Moshi based sugar manufacturing company TPC Limited has continued to be the key stakeholder that contribute and support the government endeavours to boost economic growth.
The company through various contributions including taxes, dividends, employment creation and sugar farm plantations has played significant role in improving people’s living standards.
For example, last year paid 14.5bn/- dividend to the government being an increase from 13.5bn/- and 12bn/- paid 2017/18 and 2016/17 financial years, respectively.
The government owns 25 per cent stakes at the TPC Limited entered into partnership with Sukari Investment Limited (SIL) from Mauritius in the year 2000 that has 75 per cent shares. SIL is owned by two companies including Alteo Limited from Mauritius by 60 per cent and GQF Teros ya Re union by 40 per cent.
The TPC Corporate Affairs Executive officer, Jaffari Ally said recently that the sugar company is not only supporting the efforts to increase sugar production in the country but also one of top contributor of government revenue.
The current annual capacity of the sugar company 100,000 tonnes with plans underway to expand sugarcane farms to meet the target of producing 120,000 tonnes of sugar annually. The company produces sugar cane at an average of 140 tonnes per hectare, which is the highest rate in Africa and third in the world.
“The company’s outstanding performance is a result of huge investment in sugarcane farms including modern irrigation and farming systems, high tech factory machines,” he said.
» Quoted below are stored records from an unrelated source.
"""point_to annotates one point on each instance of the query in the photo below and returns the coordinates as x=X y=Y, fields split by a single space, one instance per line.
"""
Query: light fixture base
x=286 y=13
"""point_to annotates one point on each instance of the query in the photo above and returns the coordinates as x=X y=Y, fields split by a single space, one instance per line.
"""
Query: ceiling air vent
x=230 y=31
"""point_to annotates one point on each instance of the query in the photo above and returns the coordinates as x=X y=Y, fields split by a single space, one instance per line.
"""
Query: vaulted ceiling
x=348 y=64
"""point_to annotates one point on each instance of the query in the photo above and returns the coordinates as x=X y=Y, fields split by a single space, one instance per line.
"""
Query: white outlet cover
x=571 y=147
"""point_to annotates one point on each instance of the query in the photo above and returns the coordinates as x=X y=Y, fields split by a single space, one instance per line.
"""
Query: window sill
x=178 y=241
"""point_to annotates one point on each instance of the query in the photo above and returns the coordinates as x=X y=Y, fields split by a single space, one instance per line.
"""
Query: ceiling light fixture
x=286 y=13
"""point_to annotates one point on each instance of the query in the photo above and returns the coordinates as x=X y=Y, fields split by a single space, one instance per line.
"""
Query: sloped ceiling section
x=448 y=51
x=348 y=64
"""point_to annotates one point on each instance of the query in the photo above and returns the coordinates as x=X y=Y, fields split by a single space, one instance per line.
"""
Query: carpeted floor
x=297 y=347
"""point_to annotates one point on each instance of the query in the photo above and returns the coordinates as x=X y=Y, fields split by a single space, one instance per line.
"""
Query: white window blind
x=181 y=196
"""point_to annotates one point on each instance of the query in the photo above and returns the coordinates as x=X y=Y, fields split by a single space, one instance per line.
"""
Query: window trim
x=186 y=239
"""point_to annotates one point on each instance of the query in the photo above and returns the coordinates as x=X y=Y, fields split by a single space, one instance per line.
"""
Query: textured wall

For example, the company makes use of high tech computer machines to apply fertilisers that help in putting accurate measure.
Mr Ally said the size of land cultivated is 8,000 hectares and 7,500 harvested and due to the modern farming technology applied, the company harvests over one million tonnes of sugarcane annually. Apart from seasonal rains available at an average between 600mm to 700mm the company forced to apply irrigation system by 100 per cent that guarantee high yields of sugarcane.
Sugarcane farming requires a minimum of 1,200mm of rainfall. TPC Limited is one of the top job creators that employs over 1,900 on a permanent basis and an additional 1,100 seasonal workers while also providing 1,000 jobs through outsourced services.
As one of the biggest tax payers in the country, TPC paid 70bn/- in the 2018/19 financial year compared to 66.6bn/- in 2017/18, 66.3bn/- in 2016/17 and 50.4bn/- in 2015/16.
This made the sugar producer to scoop three awards from the Tanzania Revenue Authority (TRA) as one of the best tax payers who comply with tax payment procedures. In the same vein, TPC paid has been paying various fees and charges to Moshi Municipal Council amounting to 576.3m/- in 2018/19, 504.2m/- in 2017/18, 459.2m/- in 2016/17 and 358.8m/- in 2015/16.
TPC Limited was established in the early 1930’s by a company which was registered in Denmark in the name of Tanganyika Planting Company Limited and later registered in Tanzania as TPC Limited on June 29, 1973 and the shareholders remained the same, namely Meers A.P.Moller of Denmark.
Sugar cane was first harvested at Arusha Chini in lower Moshi area in 1936, during which 4,000 tonnes of sugar were produced and later production gradually increased every year reaching the highest level in 1974/75 crop season when 50,978 tonnes of sugar were produced.
In March 2000, Sugar Investment Company Limited, which is registered in Mauritius, purchased 75 per cent of shares of TPC Limited and became the majority shareholder of the company, while the government retained the remaining 25 per cent shares.
Located within the Pangani valley, sugar farming depends on various water sources by almost 60 per cent and the company has invested heavily on drilling deep wells that guarantee availability of water for irrigation throughout the year.
TPC also generate 17.5 megawatts of electricity using remains after sugarcanes are crushed sugar juice. The electricity is used to pump water from the deep wells for irrigation, for factory use and to the employees’ residents. The remaining electricity generated of about 4 to 5 megawatts is transferred to the national grid.
The electricity generated at TPC is more than that from Hale and Nyumba ya Mungu hydroelectric dams. “The electricity generated from the remains of crushed sugarcane is environmental friendly compared to other sources,” he noted.
Also the increased sugar factory productivity is linked with the good relations between the management and employees. The TPC and employees have signed better work environment at different times aimed at improving and maintaining positive work relations between them.
Apart from paying salaries to its employees, the company also has since 2007 being paying dividend totalling 17.5bn/- during the whole reference period. To support the government initiative to provide free education, TPC through its corporate social responsibility set aside 450m/- for sponsorship of students in secondary schools and higher learning institutions.
He said TPC has built two nursery schools, five primary schools and two secondary schools for its employees. It also provides transport, infrastructure, exercise books, food and school uniforms to the employees’ children. Also the factory provides for free basic services to its employees including health, water, housing and education.